Honestly, I’m writing this while nursing the mother of all hangovers and looking at the scraped-up side of my PMD, feeling like a complete clown. Last night was the peak of “stupid prizes.”
I was out with the kakis at one of those old-school coffeeshops near Woodlands St 31. You know the vibe—the floor is slightly oily, the uncle is uncle-ing, and the auntie keeps clearing the empty bottles. We started with one bucket of Heineken, then another of Tiger, and before I knew it, the table was covered in green bottles and a plate of half-eaten satay. Suddenly it’s 1:30 AM, the auntie is already washing the floor, and I’m vibing way too hard.
Instead of being a responsible adult and calling a Grab, I looked at my PMD and thought, “Eh, Woodlands so big, roads so empty, TP mana got? Confirm plus chop nobody catch one.”
So there I was, zig-zagging along the cycling paths near Riverside Secondary, feeling like I was in Fast & Furious: Marsiling Drift. In my head, I was a legend. I was literally muttering “haha no one catch me” under my breath like some kind of low-budget villain. I felt invincible. The wind was hitting my face, the beer was telling me I had the reflexes of a cat, and I thought I was the king of the North.
Spoiler alert: I am not the king of the North.
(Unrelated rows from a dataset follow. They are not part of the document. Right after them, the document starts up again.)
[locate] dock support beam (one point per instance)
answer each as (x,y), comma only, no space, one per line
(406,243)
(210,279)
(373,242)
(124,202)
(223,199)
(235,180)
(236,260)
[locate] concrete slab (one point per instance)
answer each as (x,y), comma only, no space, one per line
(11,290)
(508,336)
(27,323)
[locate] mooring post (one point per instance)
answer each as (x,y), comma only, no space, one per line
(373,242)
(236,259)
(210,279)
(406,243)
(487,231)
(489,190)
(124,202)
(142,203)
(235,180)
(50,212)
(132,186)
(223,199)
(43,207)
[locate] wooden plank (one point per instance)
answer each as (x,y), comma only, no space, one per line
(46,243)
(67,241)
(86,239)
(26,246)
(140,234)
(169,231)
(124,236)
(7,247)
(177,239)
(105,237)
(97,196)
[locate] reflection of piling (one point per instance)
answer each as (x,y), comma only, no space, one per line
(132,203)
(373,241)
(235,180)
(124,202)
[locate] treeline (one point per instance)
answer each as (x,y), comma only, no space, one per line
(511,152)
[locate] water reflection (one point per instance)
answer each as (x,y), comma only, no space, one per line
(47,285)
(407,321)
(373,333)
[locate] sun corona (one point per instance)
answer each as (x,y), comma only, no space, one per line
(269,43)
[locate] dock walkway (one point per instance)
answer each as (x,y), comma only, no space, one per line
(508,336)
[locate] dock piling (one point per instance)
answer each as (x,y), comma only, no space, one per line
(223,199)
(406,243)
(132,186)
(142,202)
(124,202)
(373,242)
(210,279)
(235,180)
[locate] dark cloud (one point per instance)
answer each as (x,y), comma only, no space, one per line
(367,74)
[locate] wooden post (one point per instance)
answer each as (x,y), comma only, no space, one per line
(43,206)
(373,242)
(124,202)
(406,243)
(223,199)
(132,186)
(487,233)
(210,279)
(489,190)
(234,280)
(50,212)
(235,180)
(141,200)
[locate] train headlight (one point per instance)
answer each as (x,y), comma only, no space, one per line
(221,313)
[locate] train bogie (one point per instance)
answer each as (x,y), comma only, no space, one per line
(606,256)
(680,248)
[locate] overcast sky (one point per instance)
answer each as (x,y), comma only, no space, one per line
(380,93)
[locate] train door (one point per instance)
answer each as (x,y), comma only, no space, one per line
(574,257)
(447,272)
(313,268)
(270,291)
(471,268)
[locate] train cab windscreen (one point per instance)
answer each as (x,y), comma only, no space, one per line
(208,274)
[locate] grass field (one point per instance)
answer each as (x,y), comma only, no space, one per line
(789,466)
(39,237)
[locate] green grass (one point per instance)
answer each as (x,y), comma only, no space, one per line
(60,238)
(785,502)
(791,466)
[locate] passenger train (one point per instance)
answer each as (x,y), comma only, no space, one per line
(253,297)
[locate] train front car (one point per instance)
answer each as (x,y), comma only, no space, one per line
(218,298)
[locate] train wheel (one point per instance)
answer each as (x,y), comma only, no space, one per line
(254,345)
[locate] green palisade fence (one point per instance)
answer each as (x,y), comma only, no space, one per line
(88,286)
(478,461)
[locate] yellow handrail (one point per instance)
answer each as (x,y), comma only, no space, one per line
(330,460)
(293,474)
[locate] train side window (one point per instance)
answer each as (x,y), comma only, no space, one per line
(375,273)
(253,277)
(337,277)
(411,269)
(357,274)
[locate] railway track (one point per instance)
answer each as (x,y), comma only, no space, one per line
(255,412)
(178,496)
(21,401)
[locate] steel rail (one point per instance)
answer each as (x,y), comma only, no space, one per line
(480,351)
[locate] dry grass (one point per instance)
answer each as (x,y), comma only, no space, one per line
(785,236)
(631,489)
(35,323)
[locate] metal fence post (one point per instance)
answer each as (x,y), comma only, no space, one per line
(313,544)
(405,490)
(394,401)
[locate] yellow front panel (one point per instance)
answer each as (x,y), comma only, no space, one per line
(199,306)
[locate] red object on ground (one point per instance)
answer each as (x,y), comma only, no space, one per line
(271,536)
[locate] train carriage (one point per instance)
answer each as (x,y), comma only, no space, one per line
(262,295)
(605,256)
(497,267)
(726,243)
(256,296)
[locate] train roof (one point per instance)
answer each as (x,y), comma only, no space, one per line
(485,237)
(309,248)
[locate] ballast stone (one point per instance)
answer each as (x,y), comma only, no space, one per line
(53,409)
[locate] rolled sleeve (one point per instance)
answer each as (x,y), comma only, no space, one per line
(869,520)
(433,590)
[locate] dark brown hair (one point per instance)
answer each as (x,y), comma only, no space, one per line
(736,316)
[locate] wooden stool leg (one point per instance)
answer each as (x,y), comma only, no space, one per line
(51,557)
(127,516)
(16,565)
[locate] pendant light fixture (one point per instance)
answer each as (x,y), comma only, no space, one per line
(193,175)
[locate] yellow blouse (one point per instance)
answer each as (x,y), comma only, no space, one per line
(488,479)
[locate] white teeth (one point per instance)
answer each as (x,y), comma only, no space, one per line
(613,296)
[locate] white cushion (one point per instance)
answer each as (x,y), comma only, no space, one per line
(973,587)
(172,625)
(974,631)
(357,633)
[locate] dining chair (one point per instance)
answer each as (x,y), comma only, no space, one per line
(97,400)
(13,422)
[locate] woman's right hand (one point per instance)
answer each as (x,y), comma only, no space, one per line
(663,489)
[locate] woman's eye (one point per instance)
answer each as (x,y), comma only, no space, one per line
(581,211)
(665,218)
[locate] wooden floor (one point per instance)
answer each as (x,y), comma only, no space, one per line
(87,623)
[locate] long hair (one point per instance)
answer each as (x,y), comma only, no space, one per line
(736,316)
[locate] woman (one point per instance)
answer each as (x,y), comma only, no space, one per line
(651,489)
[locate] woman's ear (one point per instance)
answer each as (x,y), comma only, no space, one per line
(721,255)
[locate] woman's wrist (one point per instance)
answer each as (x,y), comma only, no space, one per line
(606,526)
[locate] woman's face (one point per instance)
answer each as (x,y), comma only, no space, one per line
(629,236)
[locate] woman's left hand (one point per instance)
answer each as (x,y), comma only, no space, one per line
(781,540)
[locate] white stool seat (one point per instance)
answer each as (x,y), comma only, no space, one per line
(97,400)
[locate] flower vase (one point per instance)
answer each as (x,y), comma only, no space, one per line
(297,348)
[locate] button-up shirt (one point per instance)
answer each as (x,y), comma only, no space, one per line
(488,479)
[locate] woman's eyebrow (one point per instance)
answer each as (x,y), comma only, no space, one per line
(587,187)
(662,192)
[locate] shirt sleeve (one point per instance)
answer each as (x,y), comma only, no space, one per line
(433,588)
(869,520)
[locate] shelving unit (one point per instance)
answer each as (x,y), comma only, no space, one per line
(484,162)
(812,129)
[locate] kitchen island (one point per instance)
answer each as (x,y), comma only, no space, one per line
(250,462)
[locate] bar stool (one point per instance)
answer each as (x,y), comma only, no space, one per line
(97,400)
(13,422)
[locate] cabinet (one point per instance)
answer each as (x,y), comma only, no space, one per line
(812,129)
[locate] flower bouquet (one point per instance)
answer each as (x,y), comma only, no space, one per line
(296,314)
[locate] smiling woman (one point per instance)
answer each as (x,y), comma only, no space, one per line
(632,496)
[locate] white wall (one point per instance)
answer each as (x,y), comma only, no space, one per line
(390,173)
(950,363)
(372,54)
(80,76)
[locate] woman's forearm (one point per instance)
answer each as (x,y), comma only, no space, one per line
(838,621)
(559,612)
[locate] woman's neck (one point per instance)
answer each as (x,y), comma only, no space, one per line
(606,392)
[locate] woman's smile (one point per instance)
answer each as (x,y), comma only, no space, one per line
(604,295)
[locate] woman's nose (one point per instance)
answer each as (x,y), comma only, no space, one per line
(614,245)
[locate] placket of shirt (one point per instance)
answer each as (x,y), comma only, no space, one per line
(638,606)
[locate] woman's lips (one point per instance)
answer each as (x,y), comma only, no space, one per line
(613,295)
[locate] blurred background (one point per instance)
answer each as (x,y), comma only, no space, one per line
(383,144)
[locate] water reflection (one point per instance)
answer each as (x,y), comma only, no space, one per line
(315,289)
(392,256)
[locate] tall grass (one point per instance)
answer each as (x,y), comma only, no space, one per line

I tried to take a sharp turn near one of those HDB void decks to shortcut my way home, but I completely misjudged the curb because my depth perception was basically gone. My front wheel clipped the edge, and because my balance was non-existent, I didn’t even “fall”—I just sort of folded into the grass like a wet piece of roti prata.
As I was lying there in the dirt, smelling like stale lager and bad decisions, a GrabFood rider cycled past. He didn’t even stop; he just looked at me, shook his head, and muttered, “Siao ah,” before disappearing into the night. That hurt more than the scraped knee, honestly. Even the delivery riders think I’m a joke.
I woke up today realizing how lucky I am. If I had swerved onto the main road and a bus was coming, or if LTA officers were actually doing a spot check near the park connector, I’d be facing a massive fine, a confiscated device, or worse—a permanent stay at Khoo Teck Puat Hospital.
To the uncle whose flower pot I might have knocked over: sorry, uncle. To everyone else: don’t be like me. “No one catch me” is the most dangerous thought you can have in Singapore. The “ghost” of Woodlands almost caught me last night, and I’m never riding that thing after even a sip of shandy ever again.